Hi, I've approved this at the moment to make it easier to discuss.

Here are some comments:

There are several equations needed for electronics circuits, used for calculating resistance, capacitance, inductance etc.

I'd probably just stick to resistance. It's enough for its own resource. You can always do another one on capacitance, etc.

The reason this equation is so important is that it can be used to calculate current (amps or miliamps)

Be very careful. I wouldn't mention milliamps. It is something that can throw people. This is for beginners. Tell them amps, volts, and ohms.

, potential difference (volts)

I see what you're doing here, but it's better to say "potential difference (measured in volts)", otherwise people could think that potential difference and volts are the same thing (one is the phenomina, the other the unit of measurement). Same goes for current and resistance.

The hydraulic analogy is that the voltage between 2 points is the pressure difference (water flows from high pressure to low pressure areas,

I wouldn't put the analogy here. You've kinda assumed they know what this stuff is. If you want to explain it more basically, start another resource for that. Then you can put a link from this one to that one. It will help keep your resource simpler. Also note that other people have different analogies, and we don't want a fight about analogies

this was assumed to be the same with electric current, until it was discovered that electrons have negative charge and flow from areas of low potential difference to areas of high potential difference)

This needs rewording (and again, put it in another resource). Potential difference is something that exists between two points. High and low in this context refer to the amount of difference (the absolute magnitude of the voltage) not the sign of the charges.

Normally we'd put is as

P = V * I

P for Power measured in Watts

And this is a perfect time to introduce V = I * R so you get P = I * R * I = I²R.

The other options can be left for later. I²R is a really important one though.

The difference between 2 points and the current flowing between these2 points gives the power in watts. Power and energy are different things but there is an equation that links them:

"The potential difference", or "the voltage between", but not just "The difference".

J = Ws (note lower case s for seconds)

But here you've changed from specifying the thing to the units the thing is measured in.

P = E/t or E = P * t

E: Energy in joules (J)

P: Power in watts (W)

t: Time in seconds (s)

Upper-case S is siemens or 1/Ω, a measurement of conductance.

There are two calculations needed for working out total resistance, one for resistors in series and one for resistors in parallel.
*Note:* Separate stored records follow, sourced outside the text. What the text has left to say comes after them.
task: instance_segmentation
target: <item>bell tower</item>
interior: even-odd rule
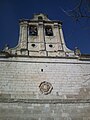
[[[26,56],[74,56],[74,52],[65,45],[62,22],[49,20],[42,13],[35,14],[30,20],[20,20],[19,43],[9,51]]]

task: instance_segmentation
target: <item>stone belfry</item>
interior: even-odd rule
[[[0,120],[90,120],[90,55],[66,47],[62,22],[22,19],[0,51]]]
[[[74,56],[65,45],[62,22],[49,20],[44,14],[35,14],[30,20],[20,20],[19,43],[9,52],[26,56]]]

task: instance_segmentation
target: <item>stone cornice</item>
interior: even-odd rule
[[[77,104],[90,103],[90,99],[0,99],[0,103]]]

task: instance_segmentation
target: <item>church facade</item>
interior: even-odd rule
[[[62,22],[20,20],[0,51],[0,120],[90,120],[90,55],[67,48]]]

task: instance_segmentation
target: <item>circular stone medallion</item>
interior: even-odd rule
[[[39,85],[39,88],[40,88],[40,91],[44,94],[44,95],[47,95],[49,93],[51,93],[53,87],[51,85],[51,83],[49,82],[41,82],[41,84]]]

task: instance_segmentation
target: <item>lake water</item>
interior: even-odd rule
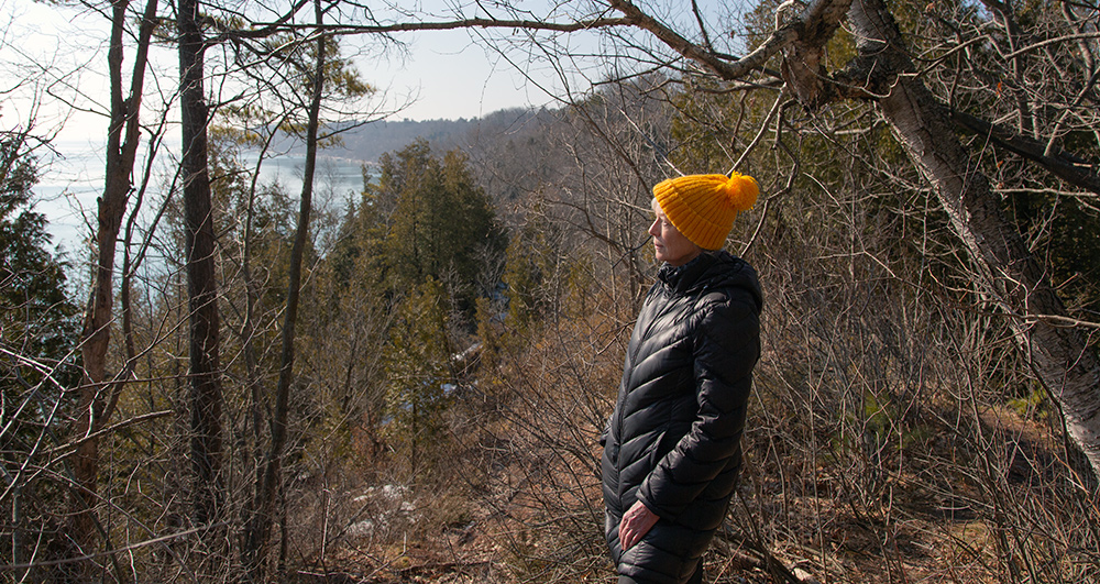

It is important to know these as shops will not sell you a 258 ohm resistor or a 5 ohm resistor.

I understand what you mean, but I can point you to precision resistors that you can order as 258 ohms, should you desire one. Also, 258 is in fact an E192 value.

__Here__ is a list of 258 ohm resistors available from one supplier

(and

__here's__ a list of 5 ohm resistors)

The best reason is to say that you need a value that you don't have on hand, or which is difficult to obtain. If you want to get into preferred values, perhaps that's another resource too because it applies to many, many things.

1/(1/R1)+(1/R2)+(1/R3)+(1/R4)... (again carry on for how many resistors there are used) =Rtotal

the typical form of this equation is

1/R_{tot} = 1/R_{1} + 1/R_{2} + 1/R_{3} + ... + 1/R_{n}

There are good reasons for showing it that way.

Also note that if you use conductance (conductance is 1/resistance -- G = 1/R: G in S, R in Ω) then resistors in parallel can be simply calculated using

G_{tot} = G_{1} + G_{2} + G_{3} + ... + G_{n}

That might be a more advanced topic, but it does draw in the "S" that I previously talked about.

It's also useful to give a few heuristics:

- The total resistance in series is always larger that the largest individual resistance (trivial, but leads to...)
- The resistance in parallel is always less than the smallest individual resistance.
- Identical resistances in series can be multiplied (five 10Ω resistors in series have a resistance of 5 * 10Ω) -- again trivial, but leads to the more useful...
- Identical resistors in parallel can be "divided" -- five 10Ω resistors in parallel = (10/5)Ω

Resistors can be used in combinations of parallel and series to give any resistor value you could want (or if you had unlimited any value at all).

You need to remember resistor tolerance (and a plethora of other things that may be best left to a more advanced tutorial on resistors themselves).

4. Capacitance

5. How power equations can be used in motors

Take it from me, don't bite off too much. I've learned this with simple tutorials on LEDs, and now heatsinks.